28899403 Effects of HLA-DRB1 alleles on susceptibility and clinical manifestations in Japanese pati 2017 Sep 12 BACKGROUND: HLA-DRB1 alleles are major determinants of genetic predisposition to rheumatic diseases. We assessed whether DRB1 alleles are associated with susceptibility to particular clinical features of adult onset Still's disease (AOSD) in a Japanese population by determining the DRB1 allele distributions. METHODS: DRB1 genotyping of 96 patients with AOSD and 1,026 healthy controls was performed. Genomic DNA samples from the AOSD patients were also genotyped for MEFV exons 1, 2, 3, and 10 by direct sequencing. RESULTS: In Japanese patients with AOSD, we observed a predisposing association of DRB1*15:01 (p = 8.60 × 10(-6), corrected p (Pc) = 0.0002, odds ratio (OR) = 3.04, 95% confidence interval (95% CI) = 1.91-4.84) and DR5 serological group (p = 0.0006, OR = 2.39, 95% CI = 1.49-3.83) and a protective association of DRB1*09:01 (p = 0.0004, Pc = 0.0110, OR = 0.34, 95% CI = 0.18-0.66) with AOSD, and amino acid residues 86 and 98 of the DRβ chain were protectively associated with AOSD. MEFV variants were identified in 49 patients with AOSD (56.3%).

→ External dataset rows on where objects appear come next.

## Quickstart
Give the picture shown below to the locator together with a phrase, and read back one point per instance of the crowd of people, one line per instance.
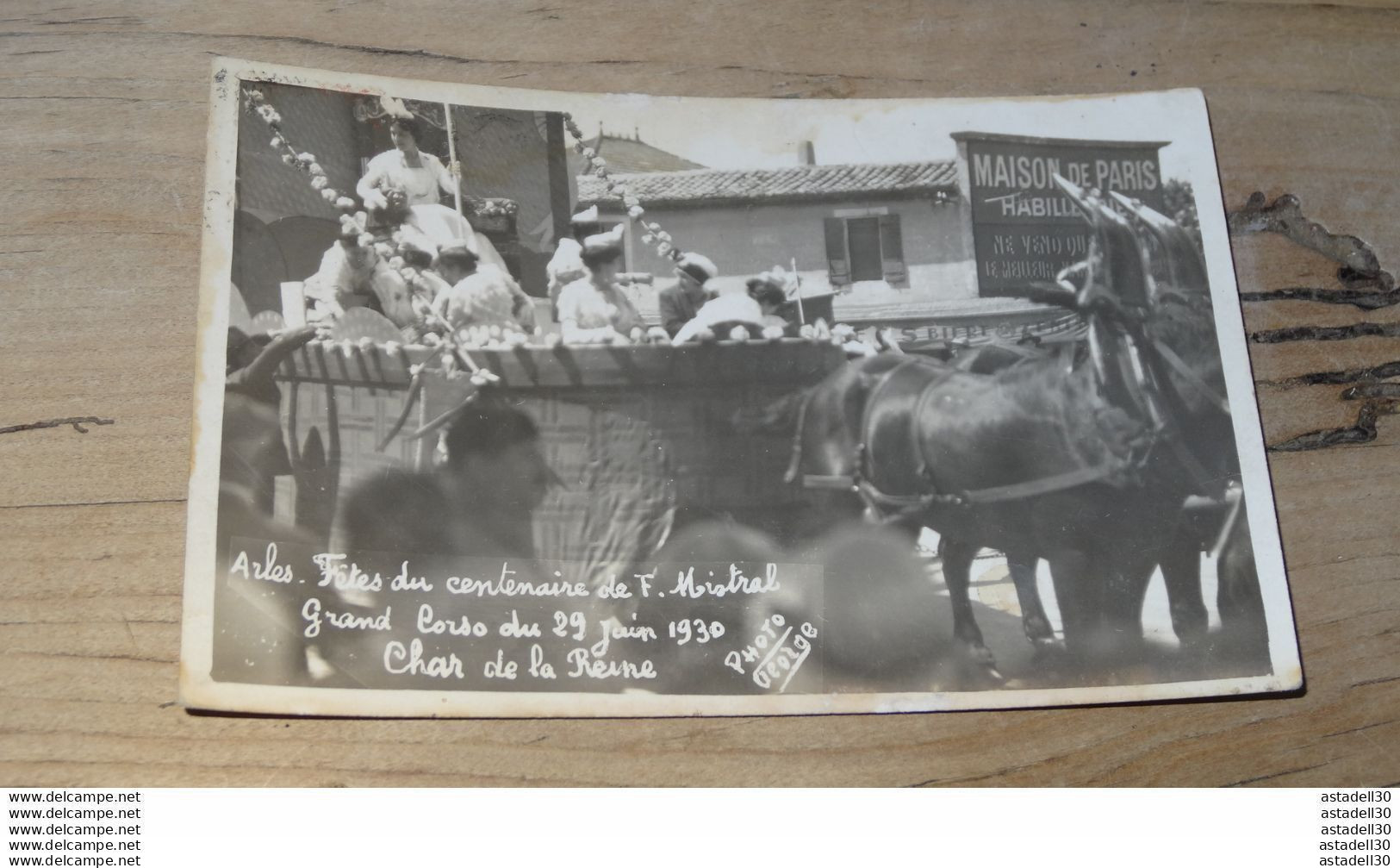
(423, 266)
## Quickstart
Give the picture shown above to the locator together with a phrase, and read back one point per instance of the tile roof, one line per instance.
(627, 156)
(795, 182)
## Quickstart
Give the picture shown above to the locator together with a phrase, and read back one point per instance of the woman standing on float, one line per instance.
(419, 174)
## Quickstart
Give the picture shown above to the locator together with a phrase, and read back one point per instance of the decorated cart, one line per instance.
(643, 439)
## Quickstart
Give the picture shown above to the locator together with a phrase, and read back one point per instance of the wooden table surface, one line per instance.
(105, 112)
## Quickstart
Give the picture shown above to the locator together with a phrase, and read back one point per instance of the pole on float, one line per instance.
(801, 314)
(451, 156)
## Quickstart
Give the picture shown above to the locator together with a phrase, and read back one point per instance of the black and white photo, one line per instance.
(544, 405)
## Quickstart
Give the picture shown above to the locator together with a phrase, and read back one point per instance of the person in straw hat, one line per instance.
(567, 264)
(479, 294)
(681, 303)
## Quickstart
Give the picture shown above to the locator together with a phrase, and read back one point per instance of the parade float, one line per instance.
(643, 435)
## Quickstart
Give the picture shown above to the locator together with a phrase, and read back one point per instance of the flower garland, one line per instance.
(306, 161)
(654, 235)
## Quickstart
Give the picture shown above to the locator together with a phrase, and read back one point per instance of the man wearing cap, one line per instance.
(352, 276)
(681, 303)
(595, 309)
(567, 265)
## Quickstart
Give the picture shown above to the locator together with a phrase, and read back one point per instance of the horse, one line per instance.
(1179, 273)
(1075, 457)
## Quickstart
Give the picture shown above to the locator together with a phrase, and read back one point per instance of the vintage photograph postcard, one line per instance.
(526, 403)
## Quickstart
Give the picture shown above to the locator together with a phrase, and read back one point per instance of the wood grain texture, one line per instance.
(100, 230)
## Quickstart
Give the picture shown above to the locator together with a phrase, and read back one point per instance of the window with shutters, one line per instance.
(864, 248)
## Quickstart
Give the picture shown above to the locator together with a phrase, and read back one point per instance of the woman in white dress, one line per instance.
(418, 174)
(594, 309)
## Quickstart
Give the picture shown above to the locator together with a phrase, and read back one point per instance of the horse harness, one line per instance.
(912, 378)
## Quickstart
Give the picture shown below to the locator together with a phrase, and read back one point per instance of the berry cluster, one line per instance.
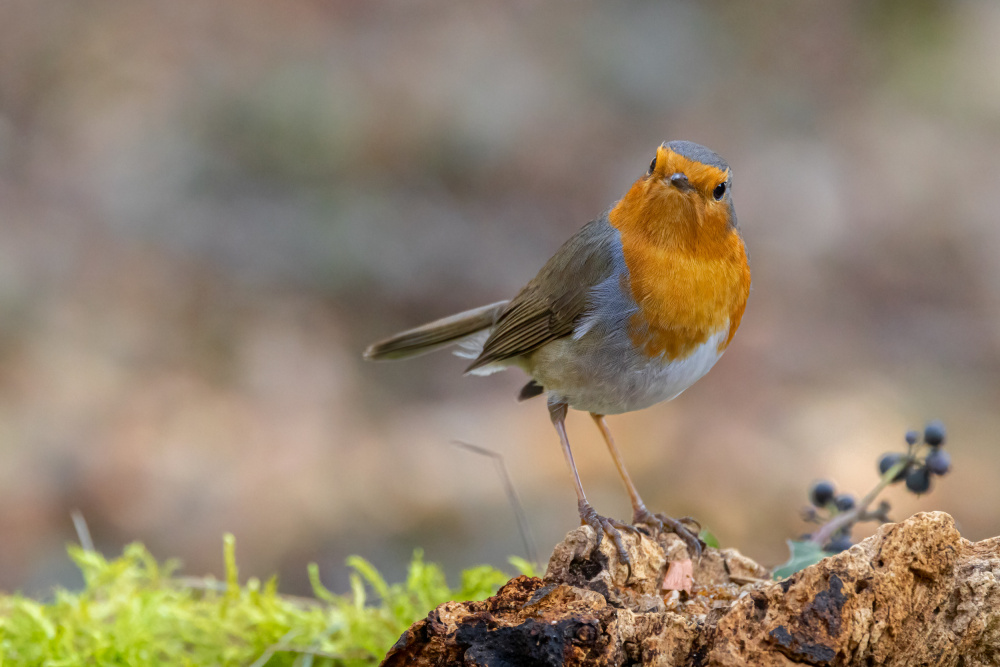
(827, 504)
(911, 467)
(838, 513)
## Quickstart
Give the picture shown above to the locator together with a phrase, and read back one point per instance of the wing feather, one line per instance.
(549, 306)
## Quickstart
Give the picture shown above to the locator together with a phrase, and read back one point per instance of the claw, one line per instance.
(693, 542)
(602, 525)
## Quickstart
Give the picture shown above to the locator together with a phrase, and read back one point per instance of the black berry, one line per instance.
(918, 480)
(934, 434)
(938, 461)
(821, 494)
(839, 543)
(845, 502)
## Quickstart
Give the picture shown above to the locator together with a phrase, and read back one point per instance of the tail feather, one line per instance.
(436, 334)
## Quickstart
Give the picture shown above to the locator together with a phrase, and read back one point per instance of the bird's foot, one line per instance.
(660, 522)
(612, 527)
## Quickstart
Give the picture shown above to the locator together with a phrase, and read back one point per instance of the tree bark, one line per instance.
(915, 593)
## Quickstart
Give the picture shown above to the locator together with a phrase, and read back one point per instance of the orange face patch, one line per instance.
(687, 264)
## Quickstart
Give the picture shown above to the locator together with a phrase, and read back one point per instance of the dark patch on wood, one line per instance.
(826, 607)
(799, 649)
(533, 643)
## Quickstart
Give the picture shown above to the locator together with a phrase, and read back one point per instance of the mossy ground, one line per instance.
(133, 611)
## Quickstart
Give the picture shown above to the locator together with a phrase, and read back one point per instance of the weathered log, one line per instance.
(915, 593)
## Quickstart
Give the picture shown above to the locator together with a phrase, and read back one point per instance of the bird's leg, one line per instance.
(639, 512)
(600, 524)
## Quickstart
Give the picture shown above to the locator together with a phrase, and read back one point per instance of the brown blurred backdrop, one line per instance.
(207, 209)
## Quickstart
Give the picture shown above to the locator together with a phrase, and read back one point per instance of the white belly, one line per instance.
(603, 376)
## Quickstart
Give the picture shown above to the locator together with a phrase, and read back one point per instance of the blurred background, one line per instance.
(208, 209)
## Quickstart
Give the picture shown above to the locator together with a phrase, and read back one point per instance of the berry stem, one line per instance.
(860, 511)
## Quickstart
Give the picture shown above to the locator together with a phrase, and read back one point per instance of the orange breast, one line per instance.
(688, 272)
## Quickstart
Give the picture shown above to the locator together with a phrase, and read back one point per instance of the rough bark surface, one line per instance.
(915, 593)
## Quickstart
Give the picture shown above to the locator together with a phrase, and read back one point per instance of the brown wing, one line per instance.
(550, 305)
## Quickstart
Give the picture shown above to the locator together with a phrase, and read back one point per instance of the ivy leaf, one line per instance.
(803, 553)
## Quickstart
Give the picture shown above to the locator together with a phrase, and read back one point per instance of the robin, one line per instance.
(630, 311)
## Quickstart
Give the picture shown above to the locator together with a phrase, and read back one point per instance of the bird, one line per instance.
(633, 309)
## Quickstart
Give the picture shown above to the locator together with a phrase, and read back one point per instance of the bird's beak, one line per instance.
(680, 181)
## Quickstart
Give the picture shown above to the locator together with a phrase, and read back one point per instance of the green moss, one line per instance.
(135, 611)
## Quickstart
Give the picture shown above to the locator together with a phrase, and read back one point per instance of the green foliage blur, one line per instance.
(135, 611)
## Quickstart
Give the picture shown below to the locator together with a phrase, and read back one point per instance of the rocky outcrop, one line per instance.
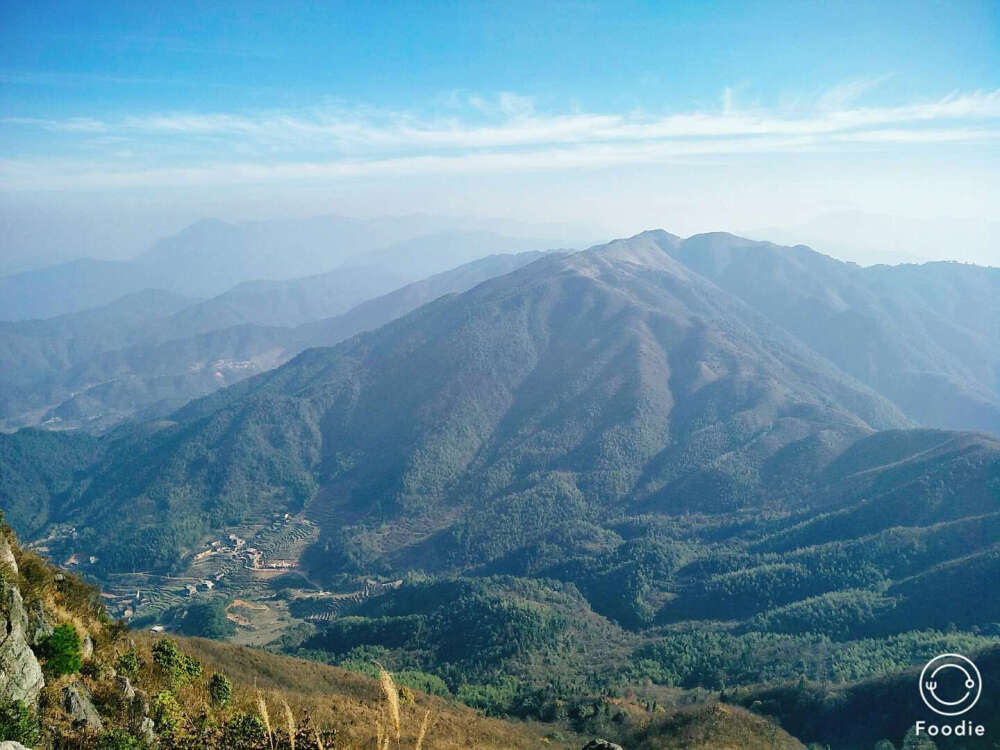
(78, 704)
(39, 626)
(124, 689)
(22, 674)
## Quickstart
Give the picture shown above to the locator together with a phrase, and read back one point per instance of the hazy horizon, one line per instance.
(121, 127)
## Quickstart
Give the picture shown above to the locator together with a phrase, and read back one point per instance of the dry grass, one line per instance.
(391, 695)
(289, 722)
(354, 705)
(266, 718)
(423, 730)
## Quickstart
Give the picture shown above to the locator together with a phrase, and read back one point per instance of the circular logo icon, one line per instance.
(950, 684)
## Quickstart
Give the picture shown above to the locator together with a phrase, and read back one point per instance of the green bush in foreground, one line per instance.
(61, 651)
(17, 724)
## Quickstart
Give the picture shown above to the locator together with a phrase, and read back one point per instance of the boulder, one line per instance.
(39, 628)
(77, 703)
(23, 679)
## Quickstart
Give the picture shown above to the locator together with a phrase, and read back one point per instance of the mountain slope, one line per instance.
(567, 390)
(212, 256)
(927, 337)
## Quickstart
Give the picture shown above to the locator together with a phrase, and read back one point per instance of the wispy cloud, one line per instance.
(479, 134)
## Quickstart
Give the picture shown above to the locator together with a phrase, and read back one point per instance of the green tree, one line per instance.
(17, 724)
(61, 651)
(243, 732)
(166, 712)
(129, 664)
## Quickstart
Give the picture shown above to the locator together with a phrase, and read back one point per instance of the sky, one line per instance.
(122, 122)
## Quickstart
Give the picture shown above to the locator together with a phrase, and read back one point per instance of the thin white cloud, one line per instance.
(501, 133)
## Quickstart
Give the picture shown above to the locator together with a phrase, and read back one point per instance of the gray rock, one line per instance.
(23, 679)
(77, 703)
(126, 693)
(39, 628)
(138, 707)
(7, 555)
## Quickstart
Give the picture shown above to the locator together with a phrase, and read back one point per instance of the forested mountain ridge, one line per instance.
(610, 468)
(927, 337)
(573, 383)
(148, 353)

The predisposing effect of DR5 was confirmed only in patients with AOSD who had MEFV variants and not in those without MEFV variants. Additionally, DR5 in patients with AOSD are associated with macrophage activation syndrome (MAS) and steroid pulse therapy. CONCLUSION: The DRB1*15:01 and DR5 are both associated with AOSD susceptibility in Japanese subjects. A protective association between the DRB1*09:01 allele and AOSD was also observed in these patients. Our data also highlight the effects of DRB1 alleles in susceptibility to AOSD.